See the Education Endowment Fund’s (EEF) diagnostic assessment resource for further information.

You should also develop an understanding of any non-academic challenges that pupils are facing that are negatively affecting their education and impact their access to teaching, for example:

attendance and levels of persistent absence
behaviour incidences and exclusions data
wellbeing, mental health and safeguarding concerns
access to technology and educational materials
high mobility

When identifying challenges, you should draw on a range of data sources including discussions with teachers and support staff and engagement with pupils and families.

2. Create a strategy plan to address the key challenges

Consider taking a longer-term approach to your use of pupil premium funding. 3-year plans are recommended.

Your plan should focus on the controllable challenges that are having the most significant adverse impact on your disadvantaged pupils.

Use a balanced structure to help map out your approach. The EEF’s Pupil Premium Guide recommends that you adopt a tiered model which focuses on:

high-quality teaching
targeted academic support
wider strategies

Ensure that you consult school leaders and other relevant staff members, for example, the designated safeguarding lead, the designated teacher, and the special educational needs coordinator (SENCo). You should also consult relevant external partners, such as the Virtual School Head.

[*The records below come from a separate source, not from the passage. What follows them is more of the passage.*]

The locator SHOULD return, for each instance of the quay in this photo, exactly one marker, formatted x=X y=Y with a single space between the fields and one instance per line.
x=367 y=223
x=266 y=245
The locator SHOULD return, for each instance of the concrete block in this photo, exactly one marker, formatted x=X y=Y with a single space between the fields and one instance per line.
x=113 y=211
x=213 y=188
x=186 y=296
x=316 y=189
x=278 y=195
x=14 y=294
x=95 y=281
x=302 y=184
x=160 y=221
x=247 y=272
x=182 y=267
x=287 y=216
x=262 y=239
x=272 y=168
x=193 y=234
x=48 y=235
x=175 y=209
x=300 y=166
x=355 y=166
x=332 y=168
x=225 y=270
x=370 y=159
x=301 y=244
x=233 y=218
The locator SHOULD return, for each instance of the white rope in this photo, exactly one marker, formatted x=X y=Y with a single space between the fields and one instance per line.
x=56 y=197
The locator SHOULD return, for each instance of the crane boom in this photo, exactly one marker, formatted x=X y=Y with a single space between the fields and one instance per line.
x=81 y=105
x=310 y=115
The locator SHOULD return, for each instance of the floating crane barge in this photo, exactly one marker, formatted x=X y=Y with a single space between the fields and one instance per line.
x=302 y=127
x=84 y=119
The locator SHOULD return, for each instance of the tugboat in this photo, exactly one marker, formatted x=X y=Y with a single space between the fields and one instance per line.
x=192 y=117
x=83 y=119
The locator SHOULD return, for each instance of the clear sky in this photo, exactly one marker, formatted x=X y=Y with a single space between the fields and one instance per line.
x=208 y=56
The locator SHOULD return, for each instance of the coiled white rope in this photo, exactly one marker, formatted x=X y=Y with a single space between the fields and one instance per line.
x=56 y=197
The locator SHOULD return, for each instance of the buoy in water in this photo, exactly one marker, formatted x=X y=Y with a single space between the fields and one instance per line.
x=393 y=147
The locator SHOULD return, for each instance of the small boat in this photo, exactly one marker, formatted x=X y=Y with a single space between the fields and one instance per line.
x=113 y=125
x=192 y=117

3. Use evidence to assess the merit of any activity that you consider implementing

You should:

consult a wide range of independent, high-quality reviews of evidence, such as the evidence summaries published by EEF

assess whether the evidence is based on a context relevant to your school
consider how to be an effective consumer and challenge evidence claims made by external providers

Evidence of the impact of activity can help you to set the outcomes that you want to achieve by the end of your plan.

4. Implement your plan

You should consider:

how to integrate the activity with the curriculum
what changes will be needed to existing ways of working
which pupils will get what activity, when and in what group size
how to ensure all staff promote the principles and ethos of your strategy, such as high aspiration
professional development requirements, taking the standard for professional development into account
requirements of external providers if you are using them
what data and resources will be required to monitor the impact of each activity

See EEF’s Putting Evidence to Work – A School’s Guide to Implementation for further information.

5. Evaluate your strategy

When evaluating impact, you should:

measure success based on outcomes for disadvantaged and vulnerable pupils
implement a robust and transparent evaluation framework and report outcomes against this
ensure evaluation is an ongoing process – strategies that have been effective in one year may not continue to be effective

When evaluating impact, you should not:

use data that does not focus on pupil outcomes
base evaluation on the reactions of those delivering the activity
use vague intended outcomes from the start, making an accurate assessment of improvements more difficult

6. Sustain your strategy

The outcomes of your evaluation will inform your decision whether to sustain or stop each activity.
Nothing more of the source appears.